###Python training session 2

_Aims_

*    Understand how to connect to databases
*    Understand how to run queries against databases

In [3]:
#Read a csv file into a dataframe
import pandas as pd
df = pd.read_csv("trade_data_utf8.csv", encoding="utf-8")

In [4]:
#Create a connection to a database
#Note that in this example, if the database does not exist, a new database will automatically be created
import sqlite3
con = sqlite3.connect('my_test_database.db')
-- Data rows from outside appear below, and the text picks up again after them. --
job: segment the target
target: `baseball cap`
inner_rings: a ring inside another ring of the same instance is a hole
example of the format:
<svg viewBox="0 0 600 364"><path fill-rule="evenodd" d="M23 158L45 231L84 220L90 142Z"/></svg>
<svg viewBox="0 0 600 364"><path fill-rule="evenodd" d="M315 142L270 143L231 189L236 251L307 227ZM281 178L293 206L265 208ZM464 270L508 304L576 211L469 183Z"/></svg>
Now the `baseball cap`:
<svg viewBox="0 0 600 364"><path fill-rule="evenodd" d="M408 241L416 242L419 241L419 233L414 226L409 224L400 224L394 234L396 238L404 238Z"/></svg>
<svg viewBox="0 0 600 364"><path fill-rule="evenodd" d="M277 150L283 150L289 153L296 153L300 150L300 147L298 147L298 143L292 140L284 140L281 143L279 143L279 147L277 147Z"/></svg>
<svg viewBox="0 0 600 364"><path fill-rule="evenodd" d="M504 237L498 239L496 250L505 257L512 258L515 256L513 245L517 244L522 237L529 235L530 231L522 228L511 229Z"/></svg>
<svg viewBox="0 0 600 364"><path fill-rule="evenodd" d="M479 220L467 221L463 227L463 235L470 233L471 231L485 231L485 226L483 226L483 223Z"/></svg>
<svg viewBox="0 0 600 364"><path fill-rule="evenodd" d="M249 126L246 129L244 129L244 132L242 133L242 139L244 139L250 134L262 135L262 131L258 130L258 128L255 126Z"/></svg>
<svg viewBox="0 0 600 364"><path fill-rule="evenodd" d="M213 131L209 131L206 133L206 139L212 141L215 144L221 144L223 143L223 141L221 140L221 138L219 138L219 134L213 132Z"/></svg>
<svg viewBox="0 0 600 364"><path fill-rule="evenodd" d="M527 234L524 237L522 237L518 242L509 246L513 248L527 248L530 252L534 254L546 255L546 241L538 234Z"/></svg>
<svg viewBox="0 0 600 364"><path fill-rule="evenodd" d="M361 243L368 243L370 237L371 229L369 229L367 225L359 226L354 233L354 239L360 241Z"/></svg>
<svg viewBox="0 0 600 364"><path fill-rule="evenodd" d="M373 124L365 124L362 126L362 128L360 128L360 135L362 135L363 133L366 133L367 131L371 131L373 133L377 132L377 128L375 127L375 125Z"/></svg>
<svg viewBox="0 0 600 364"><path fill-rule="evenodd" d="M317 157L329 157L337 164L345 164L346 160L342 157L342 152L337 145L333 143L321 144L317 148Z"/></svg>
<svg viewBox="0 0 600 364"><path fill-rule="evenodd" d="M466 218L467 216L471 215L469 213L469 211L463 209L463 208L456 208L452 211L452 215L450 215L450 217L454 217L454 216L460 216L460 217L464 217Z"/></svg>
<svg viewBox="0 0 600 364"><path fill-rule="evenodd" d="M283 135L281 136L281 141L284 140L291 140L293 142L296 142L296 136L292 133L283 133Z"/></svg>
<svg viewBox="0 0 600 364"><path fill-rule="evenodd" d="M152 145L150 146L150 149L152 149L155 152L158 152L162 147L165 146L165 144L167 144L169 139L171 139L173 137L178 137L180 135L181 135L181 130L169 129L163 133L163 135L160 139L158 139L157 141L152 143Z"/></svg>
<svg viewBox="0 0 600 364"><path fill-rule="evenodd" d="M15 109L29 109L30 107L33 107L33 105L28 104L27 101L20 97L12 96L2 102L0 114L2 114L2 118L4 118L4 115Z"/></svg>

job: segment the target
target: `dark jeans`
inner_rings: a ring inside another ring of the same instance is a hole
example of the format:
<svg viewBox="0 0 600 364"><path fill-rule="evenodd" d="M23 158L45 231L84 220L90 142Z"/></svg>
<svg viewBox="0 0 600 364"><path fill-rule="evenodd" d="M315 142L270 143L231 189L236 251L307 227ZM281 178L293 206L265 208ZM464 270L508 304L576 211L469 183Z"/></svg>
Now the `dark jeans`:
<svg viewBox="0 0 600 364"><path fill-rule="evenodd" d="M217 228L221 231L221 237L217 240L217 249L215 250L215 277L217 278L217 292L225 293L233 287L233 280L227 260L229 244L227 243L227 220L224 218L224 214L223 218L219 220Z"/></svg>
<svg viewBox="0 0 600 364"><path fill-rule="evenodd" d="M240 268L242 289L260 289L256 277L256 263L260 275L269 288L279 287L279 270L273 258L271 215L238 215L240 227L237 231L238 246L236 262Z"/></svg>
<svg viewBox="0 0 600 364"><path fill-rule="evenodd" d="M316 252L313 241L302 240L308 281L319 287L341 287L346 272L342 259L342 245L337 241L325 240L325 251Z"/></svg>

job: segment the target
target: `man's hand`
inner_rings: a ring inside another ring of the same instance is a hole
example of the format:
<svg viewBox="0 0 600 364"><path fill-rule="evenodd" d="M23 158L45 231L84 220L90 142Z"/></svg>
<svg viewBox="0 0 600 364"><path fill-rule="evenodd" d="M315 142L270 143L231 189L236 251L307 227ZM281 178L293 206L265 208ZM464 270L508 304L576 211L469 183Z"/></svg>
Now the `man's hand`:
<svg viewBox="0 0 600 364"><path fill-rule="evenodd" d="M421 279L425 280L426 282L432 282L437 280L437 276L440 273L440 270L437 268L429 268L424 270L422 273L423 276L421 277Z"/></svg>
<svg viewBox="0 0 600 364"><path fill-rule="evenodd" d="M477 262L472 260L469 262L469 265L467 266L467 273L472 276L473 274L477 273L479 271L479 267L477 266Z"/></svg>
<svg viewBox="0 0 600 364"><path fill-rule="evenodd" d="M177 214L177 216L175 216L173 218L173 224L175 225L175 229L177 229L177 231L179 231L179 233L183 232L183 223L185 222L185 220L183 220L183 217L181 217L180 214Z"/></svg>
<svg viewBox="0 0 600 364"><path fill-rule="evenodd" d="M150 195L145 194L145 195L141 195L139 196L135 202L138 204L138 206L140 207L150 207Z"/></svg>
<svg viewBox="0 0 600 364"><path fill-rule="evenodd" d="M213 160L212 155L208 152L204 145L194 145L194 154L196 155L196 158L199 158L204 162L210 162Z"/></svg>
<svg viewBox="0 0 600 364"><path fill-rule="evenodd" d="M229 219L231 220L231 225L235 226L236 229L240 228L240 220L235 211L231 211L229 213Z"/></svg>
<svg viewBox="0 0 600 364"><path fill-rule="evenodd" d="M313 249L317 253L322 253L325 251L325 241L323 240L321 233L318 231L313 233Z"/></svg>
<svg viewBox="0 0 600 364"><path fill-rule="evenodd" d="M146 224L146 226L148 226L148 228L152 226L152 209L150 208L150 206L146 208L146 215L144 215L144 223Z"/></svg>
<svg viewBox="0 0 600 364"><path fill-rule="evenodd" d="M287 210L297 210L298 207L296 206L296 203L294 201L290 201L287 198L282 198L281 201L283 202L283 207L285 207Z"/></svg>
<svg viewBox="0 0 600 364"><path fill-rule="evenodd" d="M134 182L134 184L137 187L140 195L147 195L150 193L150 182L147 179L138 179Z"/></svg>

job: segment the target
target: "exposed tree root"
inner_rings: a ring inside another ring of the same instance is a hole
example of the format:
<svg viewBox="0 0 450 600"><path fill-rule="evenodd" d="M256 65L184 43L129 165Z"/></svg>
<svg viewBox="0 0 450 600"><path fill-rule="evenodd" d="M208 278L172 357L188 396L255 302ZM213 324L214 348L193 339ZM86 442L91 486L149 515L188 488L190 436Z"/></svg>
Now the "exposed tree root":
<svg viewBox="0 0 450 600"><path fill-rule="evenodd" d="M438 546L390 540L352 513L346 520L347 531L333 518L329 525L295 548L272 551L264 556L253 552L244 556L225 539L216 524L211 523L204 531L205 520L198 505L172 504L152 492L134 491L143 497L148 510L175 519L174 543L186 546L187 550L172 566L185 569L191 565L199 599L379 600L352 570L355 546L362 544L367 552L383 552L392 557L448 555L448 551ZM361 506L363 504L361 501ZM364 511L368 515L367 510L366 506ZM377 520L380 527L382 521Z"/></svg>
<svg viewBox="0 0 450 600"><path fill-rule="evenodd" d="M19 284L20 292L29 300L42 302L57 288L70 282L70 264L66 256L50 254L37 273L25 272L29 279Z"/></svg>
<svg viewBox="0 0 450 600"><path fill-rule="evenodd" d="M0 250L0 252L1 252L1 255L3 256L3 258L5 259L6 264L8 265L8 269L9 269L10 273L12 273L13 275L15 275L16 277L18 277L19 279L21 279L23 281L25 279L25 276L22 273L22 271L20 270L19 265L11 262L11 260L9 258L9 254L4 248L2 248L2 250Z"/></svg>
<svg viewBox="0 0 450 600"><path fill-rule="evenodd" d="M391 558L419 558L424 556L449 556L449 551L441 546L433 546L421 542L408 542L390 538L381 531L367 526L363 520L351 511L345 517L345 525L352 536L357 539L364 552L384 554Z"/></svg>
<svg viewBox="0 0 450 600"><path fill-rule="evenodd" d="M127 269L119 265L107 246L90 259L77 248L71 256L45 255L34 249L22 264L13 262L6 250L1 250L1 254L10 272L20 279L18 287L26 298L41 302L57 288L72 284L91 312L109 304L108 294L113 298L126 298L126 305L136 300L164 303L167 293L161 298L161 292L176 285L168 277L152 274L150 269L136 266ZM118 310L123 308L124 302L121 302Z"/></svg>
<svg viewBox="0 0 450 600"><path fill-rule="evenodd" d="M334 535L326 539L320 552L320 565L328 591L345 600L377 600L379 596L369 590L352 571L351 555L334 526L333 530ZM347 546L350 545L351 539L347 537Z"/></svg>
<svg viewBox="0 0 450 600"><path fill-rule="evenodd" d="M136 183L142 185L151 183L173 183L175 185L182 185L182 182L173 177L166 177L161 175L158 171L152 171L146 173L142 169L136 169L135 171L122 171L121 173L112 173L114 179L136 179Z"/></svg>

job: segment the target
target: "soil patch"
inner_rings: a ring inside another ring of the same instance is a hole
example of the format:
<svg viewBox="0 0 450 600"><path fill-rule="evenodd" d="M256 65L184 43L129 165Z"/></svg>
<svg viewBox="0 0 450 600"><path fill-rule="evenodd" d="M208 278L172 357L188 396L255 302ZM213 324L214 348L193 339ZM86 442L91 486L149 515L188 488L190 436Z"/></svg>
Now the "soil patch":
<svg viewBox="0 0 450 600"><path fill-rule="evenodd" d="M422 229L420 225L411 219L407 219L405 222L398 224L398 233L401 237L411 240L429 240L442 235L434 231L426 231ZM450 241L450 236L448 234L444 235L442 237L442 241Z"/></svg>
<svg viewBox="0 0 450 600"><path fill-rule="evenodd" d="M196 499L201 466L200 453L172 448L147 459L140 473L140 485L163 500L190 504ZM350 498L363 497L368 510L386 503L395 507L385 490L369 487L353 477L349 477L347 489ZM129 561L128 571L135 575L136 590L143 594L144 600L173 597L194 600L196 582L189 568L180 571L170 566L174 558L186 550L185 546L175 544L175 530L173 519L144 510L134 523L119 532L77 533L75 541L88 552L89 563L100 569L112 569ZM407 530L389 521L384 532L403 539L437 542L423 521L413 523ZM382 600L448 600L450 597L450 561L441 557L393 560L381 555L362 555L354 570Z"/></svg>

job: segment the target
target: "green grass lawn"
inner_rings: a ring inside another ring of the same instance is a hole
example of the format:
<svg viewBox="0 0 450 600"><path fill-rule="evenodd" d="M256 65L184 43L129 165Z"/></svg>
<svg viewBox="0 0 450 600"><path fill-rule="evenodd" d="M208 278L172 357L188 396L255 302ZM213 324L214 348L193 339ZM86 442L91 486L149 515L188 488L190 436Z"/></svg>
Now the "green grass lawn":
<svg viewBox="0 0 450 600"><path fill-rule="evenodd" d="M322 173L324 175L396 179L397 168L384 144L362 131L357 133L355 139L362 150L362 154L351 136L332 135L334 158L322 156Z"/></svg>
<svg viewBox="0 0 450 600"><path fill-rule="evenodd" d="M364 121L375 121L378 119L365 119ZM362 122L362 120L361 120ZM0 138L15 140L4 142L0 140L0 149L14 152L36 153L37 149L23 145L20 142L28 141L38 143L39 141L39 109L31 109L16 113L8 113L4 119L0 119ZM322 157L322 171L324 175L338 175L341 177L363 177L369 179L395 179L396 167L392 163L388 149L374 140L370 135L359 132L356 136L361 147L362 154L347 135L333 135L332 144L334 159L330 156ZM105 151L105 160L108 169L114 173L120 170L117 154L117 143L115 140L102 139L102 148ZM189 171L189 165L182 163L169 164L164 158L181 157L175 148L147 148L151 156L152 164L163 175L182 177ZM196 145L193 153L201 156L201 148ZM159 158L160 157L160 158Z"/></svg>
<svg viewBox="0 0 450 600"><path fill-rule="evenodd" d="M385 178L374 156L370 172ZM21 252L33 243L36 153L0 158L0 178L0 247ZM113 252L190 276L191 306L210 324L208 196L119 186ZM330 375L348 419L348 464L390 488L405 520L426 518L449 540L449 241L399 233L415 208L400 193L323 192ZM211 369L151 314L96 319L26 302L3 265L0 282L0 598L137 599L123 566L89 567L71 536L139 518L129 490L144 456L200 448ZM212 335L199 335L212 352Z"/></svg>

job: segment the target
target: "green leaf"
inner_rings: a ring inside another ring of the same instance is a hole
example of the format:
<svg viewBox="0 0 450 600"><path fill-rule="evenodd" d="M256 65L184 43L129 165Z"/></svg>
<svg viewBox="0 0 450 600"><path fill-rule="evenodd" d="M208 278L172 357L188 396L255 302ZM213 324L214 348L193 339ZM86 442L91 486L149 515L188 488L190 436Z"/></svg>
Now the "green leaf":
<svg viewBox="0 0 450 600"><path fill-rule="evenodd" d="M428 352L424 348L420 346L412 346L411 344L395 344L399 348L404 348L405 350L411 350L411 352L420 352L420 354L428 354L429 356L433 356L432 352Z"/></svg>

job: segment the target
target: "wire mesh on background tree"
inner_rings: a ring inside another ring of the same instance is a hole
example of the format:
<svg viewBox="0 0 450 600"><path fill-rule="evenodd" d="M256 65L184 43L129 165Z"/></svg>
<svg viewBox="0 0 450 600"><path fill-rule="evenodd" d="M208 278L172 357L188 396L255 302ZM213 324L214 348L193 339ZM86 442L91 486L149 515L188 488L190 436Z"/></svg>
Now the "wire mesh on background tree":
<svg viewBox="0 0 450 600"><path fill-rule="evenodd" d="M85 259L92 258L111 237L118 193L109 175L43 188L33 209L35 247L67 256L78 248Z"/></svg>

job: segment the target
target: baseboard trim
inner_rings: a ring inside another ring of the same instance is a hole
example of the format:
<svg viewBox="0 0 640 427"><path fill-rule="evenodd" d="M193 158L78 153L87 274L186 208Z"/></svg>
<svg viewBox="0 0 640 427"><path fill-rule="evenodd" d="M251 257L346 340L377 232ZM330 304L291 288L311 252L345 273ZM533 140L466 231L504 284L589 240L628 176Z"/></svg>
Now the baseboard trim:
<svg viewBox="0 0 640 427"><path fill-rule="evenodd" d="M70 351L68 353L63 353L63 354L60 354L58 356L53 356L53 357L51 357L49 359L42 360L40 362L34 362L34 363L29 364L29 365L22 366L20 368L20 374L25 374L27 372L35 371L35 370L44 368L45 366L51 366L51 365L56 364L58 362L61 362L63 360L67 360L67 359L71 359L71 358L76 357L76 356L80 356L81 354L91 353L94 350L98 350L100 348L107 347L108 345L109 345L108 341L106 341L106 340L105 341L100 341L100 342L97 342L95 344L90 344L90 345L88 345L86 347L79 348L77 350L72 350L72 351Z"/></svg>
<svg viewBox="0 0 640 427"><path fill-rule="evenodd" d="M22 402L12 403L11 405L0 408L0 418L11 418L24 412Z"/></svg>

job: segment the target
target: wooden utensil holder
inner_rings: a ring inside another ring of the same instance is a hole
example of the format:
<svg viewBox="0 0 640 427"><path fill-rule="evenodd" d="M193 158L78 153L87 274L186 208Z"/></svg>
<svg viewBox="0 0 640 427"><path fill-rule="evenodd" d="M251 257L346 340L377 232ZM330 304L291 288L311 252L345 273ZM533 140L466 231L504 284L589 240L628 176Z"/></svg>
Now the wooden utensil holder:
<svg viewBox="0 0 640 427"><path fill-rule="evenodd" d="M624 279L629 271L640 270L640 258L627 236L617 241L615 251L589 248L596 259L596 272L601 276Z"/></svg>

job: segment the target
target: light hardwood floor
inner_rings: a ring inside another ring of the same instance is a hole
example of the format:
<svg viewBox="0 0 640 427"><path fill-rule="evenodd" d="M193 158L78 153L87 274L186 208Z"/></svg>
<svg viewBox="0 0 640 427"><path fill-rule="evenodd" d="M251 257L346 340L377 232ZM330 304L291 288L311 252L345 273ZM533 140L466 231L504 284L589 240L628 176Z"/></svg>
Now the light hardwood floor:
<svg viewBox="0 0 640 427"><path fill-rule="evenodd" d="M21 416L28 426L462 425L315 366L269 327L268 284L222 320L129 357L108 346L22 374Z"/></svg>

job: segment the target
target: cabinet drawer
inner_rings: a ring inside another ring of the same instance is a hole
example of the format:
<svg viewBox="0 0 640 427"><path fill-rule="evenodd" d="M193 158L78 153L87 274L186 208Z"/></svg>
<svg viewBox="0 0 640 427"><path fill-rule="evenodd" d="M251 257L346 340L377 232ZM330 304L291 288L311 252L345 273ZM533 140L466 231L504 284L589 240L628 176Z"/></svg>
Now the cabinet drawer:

#We're using the SQLite database here, which is a popular simple database format.
#But note that the 'connection object' that is created here could be a connection to a remote database, 
#e.g. SQL Server, PostGreSQL etc. 
#The following code would all work just the same

In [3]:
#Write the data in the dataframe to the database, using the connection to the databsae we just created
df.to_sql("trade_data",con, index=False)
#Note that 'trade_data' is the name of the table, 'con' is the connection object
#and index=False just stops it writing the index to a column on the databsae

In [7]:
#Now we can run SQL statements against the database

sql_statement = '''
select * 
from trade_data
where country = 'Germany'
'''

new_df = pd.read_sql(sql_statement, con)
new_df.to_excel("my_excel_file.xlsx")

We will interact with databases using sql, 'structured query language'

This is a programming language in its own right, and it's not specific to Python.  

This makes learning it very worthwhile because it will work in many different data analysis tools

In [5]:
#Basic SQL filters using the 'where' condition
sql_statement = """
select country, value 
from trade_data
where country = 'Germany'
"""

new_df = pd.read_sql(sql_statement, con)

In [5]:
sql_statement = """
select * 
from trade_data
where quantity > 257332675 and country = 'Germany'
"""
new_df = pd.read_sql(sql_statement, con)

In [9]:
#SQl can also be used to perform 'aggregations'

sql = """
select country, 

count(quantity) as country_count,

sum(quantity) as total_value

from trade_data

group by country
"""

pd.read_sql(sql, con).head()

Unnamed: 0,country,country_count,total_value
0,Austria,15,8244642521
1,Belgium,88,102228914393
2,Canary Islands,1,271725969
3,Czech Republic,19,20686316545
4,Denmark,24,21309919568


In [12]:
#But note that your choice of aggregation functions is quite limited
sql = """
select country, avg(quantity)
from trade_data
group by country
"""
pd.read_sql(sql, con).head()  #THIS WILL FAIL!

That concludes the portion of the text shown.